25. Le Flamboyant (1/3)
Je conseille fortement de lire la partie 2 et 3 des chapitres nommés "Le Flamboyant" d'affilée. C'est d'ailleurs pour cette raison qu'elles seront publiées le même jour. Sur ce, bonne lecture :)
21h23, la salle à manger
— Tu le fais tourner, comme ça.
Alexandre, le verre à vin à pied, fit tournoyer le liquide pourpre. Le vin tourbillonna sur lui-même avec grâce. Il était concentré sur l'action, détectant la moindre petite goutte qui giclait sur les parois en verre.
— Puis tu le sens.
Il porta son nez au-dessus et inspira longuement. William observait la démonstration avec une réelle admiration. Certainement qu'il ne percevrait que l'odeur âcre de l'alcool s'il faisait comme lui. Alexandre était né avec une bouteille de vin dans la main ; William, lui, avait toujours cherché les effets d'une quelconque boisson, de préférable la plus forte.
— Et qu'est-ce que tu sens ?
— C'est fruité mais un peu acide, un peu comme la groseille. Puis il a une odeur tertiaire boisée, du pin ou de la résine.
William approcha le verre de son nez et huma. Il sentait bon, certes. Mais il cherchait encore la groseille.
— Ouais, t'as raison.
Alexandre se mit à sourire, parfaitement conscient qu'il l'approuvait par faute de reconnaître les parfums.
— L'odorat se développe si on le travaille.
— Je crois que mon odorat a été anesthésié avec toute la merde que j'ai bu pendant tant d'années, marmonna William en piquant du bout de sa fourchette le saumon.
Il leva la tête et tomba sur les deux chaises vacantes. Erwin et Madden brillaient par leur absence ce soir. C'était rare de leur part. Ces deux-là étaient les premiers à assister aux grands événements, assumant toutes les responsabilités qu'ils endossaient au fur et à mesure. Ou bien Madden avait fait une crise et Erwin était resté avec elle dans la chambre. La dernière fois qu'il l'avait aperçue, sa mine était si pâle, son bras tremblant avec le téléphone en main que si sa théorie se prouvait vrai, il ne se montrerait pas surpris.
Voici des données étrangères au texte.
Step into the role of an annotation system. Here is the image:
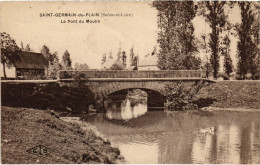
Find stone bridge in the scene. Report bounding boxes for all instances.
[59,70,213,106]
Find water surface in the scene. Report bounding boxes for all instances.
[78,99,260,164]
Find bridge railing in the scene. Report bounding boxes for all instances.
[59,70,204,79]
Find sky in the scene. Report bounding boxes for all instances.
[0,1,239,69]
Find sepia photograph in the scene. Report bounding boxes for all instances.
[0,0,260,164]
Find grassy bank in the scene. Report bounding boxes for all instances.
[195,81,260,109]
[1,106,120,164]
[1,82,95,112]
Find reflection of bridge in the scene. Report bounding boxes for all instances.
[59,70,213,105]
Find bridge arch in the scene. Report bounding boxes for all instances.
[88,81,168,96]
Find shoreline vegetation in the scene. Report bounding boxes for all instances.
[1,106,123,164]
[1,81,260,164]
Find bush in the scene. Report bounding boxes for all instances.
[218,73,229,80]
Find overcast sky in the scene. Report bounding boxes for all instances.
[0,2,240,68]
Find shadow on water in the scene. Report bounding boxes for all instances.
[77,91,260,164]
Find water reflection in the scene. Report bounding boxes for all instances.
[106,98,147,120]
[81,100,260,164]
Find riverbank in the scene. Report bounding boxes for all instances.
[1,106,120,164]
[194,80,260,110]
[1,82,96,113]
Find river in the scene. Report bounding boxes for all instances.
[76,95,260,164]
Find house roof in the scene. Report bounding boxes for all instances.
[138,55,158,67]
[11,51,48,69]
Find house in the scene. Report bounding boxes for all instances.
[1,51,48,80]
[137,55,160,70]
[101,59,127,70]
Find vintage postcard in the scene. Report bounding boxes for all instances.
[0,0,260,164]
— Et cette bouteille, elle vient d'où ? questionna-t-il à nouveau.
— C'est un ami de mon père qui nous l'a offert. Elle vient de la cave du Flamboyant.
William arqua un sourcil.
— Le Flamboyant possède une cave ?
Alexandre parut si surpris de sa question qu'il s'immobilisa de son entier. Lucas avait écouté d'une oreille distraite la conversation. Il en profita pour se tourner vers lui avec un sourire narquois.
— Mec, t'abuses. Tu crois que je les sortais d'où toutes les bouteilles de whisky qu'on se buvait le vendredi soir ?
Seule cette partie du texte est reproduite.